Coleado e impertinente me metí en una clínica dictada por el percusionista en La Patana de Altamira. Se supone que una clínica es una sesión para iniciados, en este caso, para percusionistas. Muy poco, o un carajo, iba entendiendo las lecciones que el conguero les iba dando a los asistentes (cómo le entras a un 5×8 desde un guaguancó y cosas por el estilo), hasta que uno de ellos le hizo una pregunta no tan esotérica: cómo hago para no salirme de la clave en una improvisación; cómo hago para no “irme” mientras la orquesta descarga y yo improviso. La pregunta, lo mismo que la respuesta, me sonó tan pertinente y crucial como para conectarla con nuestro tiempo venezolano: cómo caramba no salirnos del carril mientras improvisamos y mientras la historia nos arrea, o intenta arrearnos, por donde debemos.

Poleo agarró su teléfono y seleccionó una clave electrónica, un 6×8 vaina con vaina y tal, y les recomendó a los participantes: “Un buen ejercicio es amarrarse siempre al primer compás: ¡pa! Improvisas, te sueltas, haces este repique, pero cuando llegue el primer compás vuelves: ¡pa!”.

Los músicos y los pueblos deben improvisar y crear, pero siempre regresando al punto inicial, a la raíz, al big bang: ¡pa! Te sales de esa clave y lo que se escucha es una estridencia sin son ni concierto (des-concierto: la sensación que deja el que no sabe concertar); pero si te quedas pegado en la clave sin inventar ni un poquito, entonces estás destinado a repetir fórmulas idénticas para siempre.

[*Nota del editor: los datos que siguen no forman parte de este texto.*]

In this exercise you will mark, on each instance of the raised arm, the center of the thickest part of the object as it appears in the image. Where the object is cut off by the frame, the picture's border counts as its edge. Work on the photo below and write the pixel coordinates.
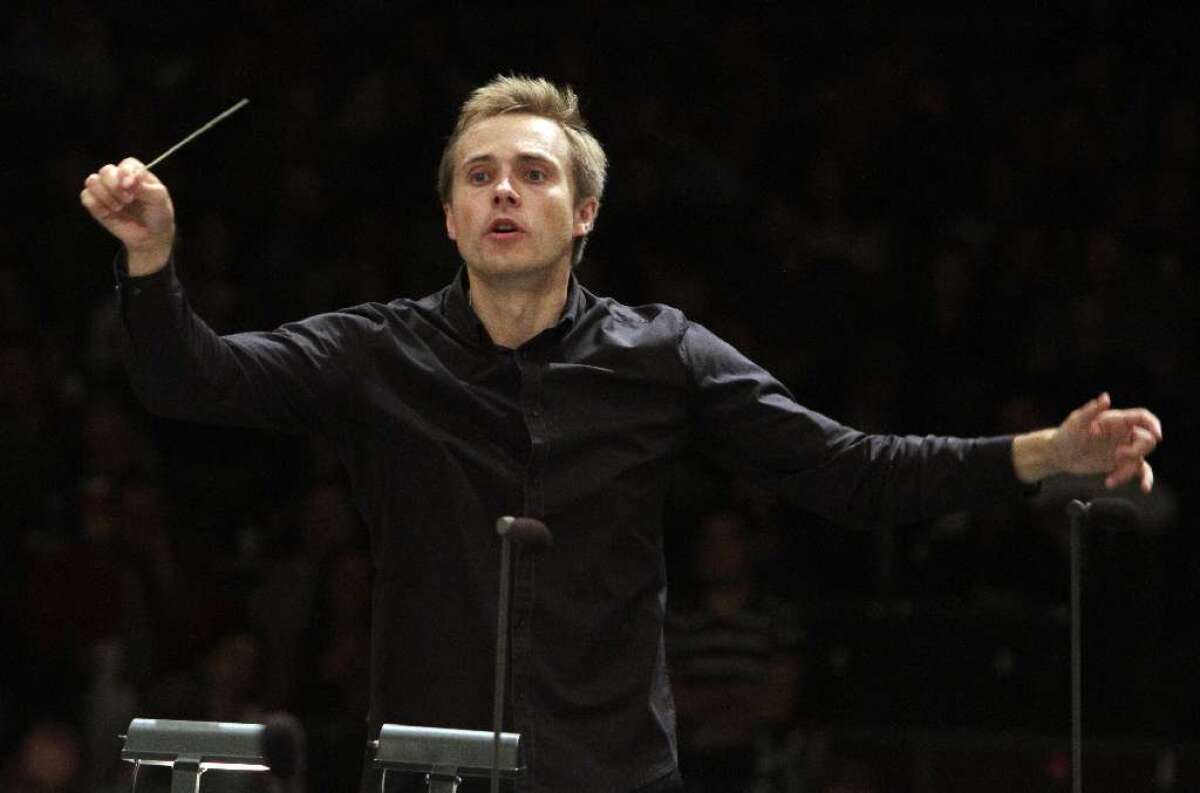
(289, 379)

Después de la clínica tocó varias piezas con un plantel de músicos de alto vuelo. En una de ellas, homenaje a su madre, Ricarda Poleo, se lanzó cinco minutos de quitiplá: el toque ancestral que resuena igualito desde hace 3.000 años, el quitiplaquitiplaquitiplá y los músicos partiéndola desde afuera, sin salirse de madre. Madre: Ricarda. Madre: el quitiplá del ancestro africano. Poleo rezuma sonoridades de jazz pero siempre, siempre regresa al ¡pa! (quitiplá) fundacional.

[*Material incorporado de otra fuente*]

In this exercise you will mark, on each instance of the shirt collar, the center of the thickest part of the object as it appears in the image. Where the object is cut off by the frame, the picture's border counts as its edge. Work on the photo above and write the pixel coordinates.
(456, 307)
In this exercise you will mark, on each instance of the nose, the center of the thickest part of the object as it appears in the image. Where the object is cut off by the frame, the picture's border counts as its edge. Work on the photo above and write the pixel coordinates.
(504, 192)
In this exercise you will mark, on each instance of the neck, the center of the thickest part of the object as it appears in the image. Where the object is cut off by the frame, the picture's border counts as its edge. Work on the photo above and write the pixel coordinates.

Después, en un toque ya más bellaco y explosivo en La Patana del TTC, fue otra vez el mismo tipo de La Delia: salsero bravo entre cantares añejos y un nuevo repertorio. Así que la visita de Poleo fue un ejercicio para volver: volver a la salsa, volver a una Caracas nocturna que algunos asumen liquidada, volver al recuerdo y volver a la clínica inicial de la vida: hay que improvisar, pero hay que volver, siempre, a la norma o estallido que nos convoca.